鈍感なわたしですらそう感じるのだから、普通の感覚で言ったら相当なものだろう。
「……そうだね。返事、すごく待ってもらっているし。夏休み中には伝えようと思う」
わたしも彼のことが好きだと気づいた後も、タイミングを計りかねてしまって、返事ができないままでいる。早く伝えないとそもそも失礼だし、そうこうしている間に他の子が接触してきたらと思うと、急に焦りの気持ちが湧いてくる。彼のような人がわたしを好いてくれていること自体が奇跡なのだから。
しかし、わたしの考えは甘かったようだ。
「だーめ! 今日このあと言いな!」
「えっ! 今日!?」
小桃ちゃんが目を三角にして詰め寄る。
だけど、今日というのはずいぶん急な話だ。さすがに今日の今日では気持ちというか、覚悟が決まらないんだけど――。
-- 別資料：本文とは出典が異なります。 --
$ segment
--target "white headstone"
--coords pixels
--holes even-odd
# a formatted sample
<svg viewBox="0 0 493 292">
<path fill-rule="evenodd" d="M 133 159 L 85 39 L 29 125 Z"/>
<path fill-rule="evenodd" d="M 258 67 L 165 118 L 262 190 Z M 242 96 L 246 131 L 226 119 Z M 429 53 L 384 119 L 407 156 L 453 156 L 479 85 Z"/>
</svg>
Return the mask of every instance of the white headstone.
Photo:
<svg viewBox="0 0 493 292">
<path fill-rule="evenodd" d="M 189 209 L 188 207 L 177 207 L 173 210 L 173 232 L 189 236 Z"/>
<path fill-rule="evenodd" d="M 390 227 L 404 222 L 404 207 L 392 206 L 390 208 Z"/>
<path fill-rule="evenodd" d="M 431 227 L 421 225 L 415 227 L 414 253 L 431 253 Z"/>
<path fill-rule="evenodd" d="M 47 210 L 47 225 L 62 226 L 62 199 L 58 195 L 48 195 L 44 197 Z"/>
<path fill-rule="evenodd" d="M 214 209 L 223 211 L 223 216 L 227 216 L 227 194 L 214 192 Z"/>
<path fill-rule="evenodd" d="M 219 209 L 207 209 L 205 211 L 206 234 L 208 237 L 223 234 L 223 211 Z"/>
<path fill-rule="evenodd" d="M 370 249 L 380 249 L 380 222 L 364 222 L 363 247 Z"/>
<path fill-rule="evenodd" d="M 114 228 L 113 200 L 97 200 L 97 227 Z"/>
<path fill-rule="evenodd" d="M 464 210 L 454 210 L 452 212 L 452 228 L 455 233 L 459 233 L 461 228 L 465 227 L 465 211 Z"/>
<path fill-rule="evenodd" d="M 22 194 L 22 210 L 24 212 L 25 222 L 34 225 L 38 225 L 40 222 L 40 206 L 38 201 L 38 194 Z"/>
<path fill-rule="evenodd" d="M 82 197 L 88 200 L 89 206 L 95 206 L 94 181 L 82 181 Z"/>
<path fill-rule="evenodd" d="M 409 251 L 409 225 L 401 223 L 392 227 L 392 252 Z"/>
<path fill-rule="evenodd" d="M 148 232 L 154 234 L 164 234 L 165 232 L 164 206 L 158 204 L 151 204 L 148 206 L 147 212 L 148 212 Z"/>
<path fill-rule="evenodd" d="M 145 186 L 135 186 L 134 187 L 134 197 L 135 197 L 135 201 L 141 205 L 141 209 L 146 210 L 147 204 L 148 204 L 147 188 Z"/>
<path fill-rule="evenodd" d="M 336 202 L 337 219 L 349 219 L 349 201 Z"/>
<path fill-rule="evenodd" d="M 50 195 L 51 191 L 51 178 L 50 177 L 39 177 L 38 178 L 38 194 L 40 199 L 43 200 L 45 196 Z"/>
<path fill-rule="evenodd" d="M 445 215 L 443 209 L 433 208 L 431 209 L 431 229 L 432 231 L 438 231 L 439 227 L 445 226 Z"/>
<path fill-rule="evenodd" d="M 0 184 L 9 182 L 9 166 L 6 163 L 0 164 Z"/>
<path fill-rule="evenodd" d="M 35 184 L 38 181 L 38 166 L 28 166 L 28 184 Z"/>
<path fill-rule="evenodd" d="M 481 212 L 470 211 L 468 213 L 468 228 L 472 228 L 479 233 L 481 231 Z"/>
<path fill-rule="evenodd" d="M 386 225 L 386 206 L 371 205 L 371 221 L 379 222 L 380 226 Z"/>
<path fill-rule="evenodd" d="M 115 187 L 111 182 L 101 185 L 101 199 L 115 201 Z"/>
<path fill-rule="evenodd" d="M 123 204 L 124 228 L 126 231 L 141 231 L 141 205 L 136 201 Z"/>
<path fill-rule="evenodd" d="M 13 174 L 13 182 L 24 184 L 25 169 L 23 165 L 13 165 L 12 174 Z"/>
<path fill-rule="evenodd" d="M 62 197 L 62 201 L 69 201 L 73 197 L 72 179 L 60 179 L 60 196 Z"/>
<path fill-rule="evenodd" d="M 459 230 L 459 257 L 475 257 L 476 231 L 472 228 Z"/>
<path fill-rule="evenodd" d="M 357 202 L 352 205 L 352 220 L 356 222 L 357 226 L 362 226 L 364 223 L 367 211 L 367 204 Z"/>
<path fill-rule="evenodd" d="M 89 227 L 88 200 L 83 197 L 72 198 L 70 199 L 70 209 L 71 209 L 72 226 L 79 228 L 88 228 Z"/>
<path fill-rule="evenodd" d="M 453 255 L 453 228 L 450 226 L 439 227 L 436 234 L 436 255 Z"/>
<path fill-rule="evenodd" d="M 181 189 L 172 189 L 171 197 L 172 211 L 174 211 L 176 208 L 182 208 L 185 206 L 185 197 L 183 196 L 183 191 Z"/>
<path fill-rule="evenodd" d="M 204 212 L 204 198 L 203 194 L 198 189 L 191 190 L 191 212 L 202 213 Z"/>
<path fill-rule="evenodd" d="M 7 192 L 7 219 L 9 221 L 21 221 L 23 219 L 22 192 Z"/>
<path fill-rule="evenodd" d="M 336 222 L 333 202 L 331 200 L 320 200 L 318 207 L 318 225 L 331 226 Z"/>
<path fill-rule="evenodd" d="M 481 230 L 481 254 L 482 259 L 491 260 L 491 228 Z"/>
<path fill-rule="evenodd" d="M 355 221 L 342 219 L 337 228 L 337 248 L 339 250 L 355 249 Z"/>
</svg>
「だって安寿のことだから、タイミングを逃し続けることが目に見えてるもん。いい? 今日だからね。完了したらメッセージで報告してよね」
「ううっ」
さすが小桃ちゃん。わたしの性格をよく理解している……。分かってはいるのだ。自分の恥ずかしさを置いておけば、返事は一日でも早い方がいいことくらい。
わたしは腹をくくった。
「わかった……。今日、伝える」
「偉いっ! いい報告を楽しみにしてるね~」
試合観戦で終わるはずだった一日が、急に重みを増した。顔がひどく熱いのは、会場の熱気にあてられたからだろうか。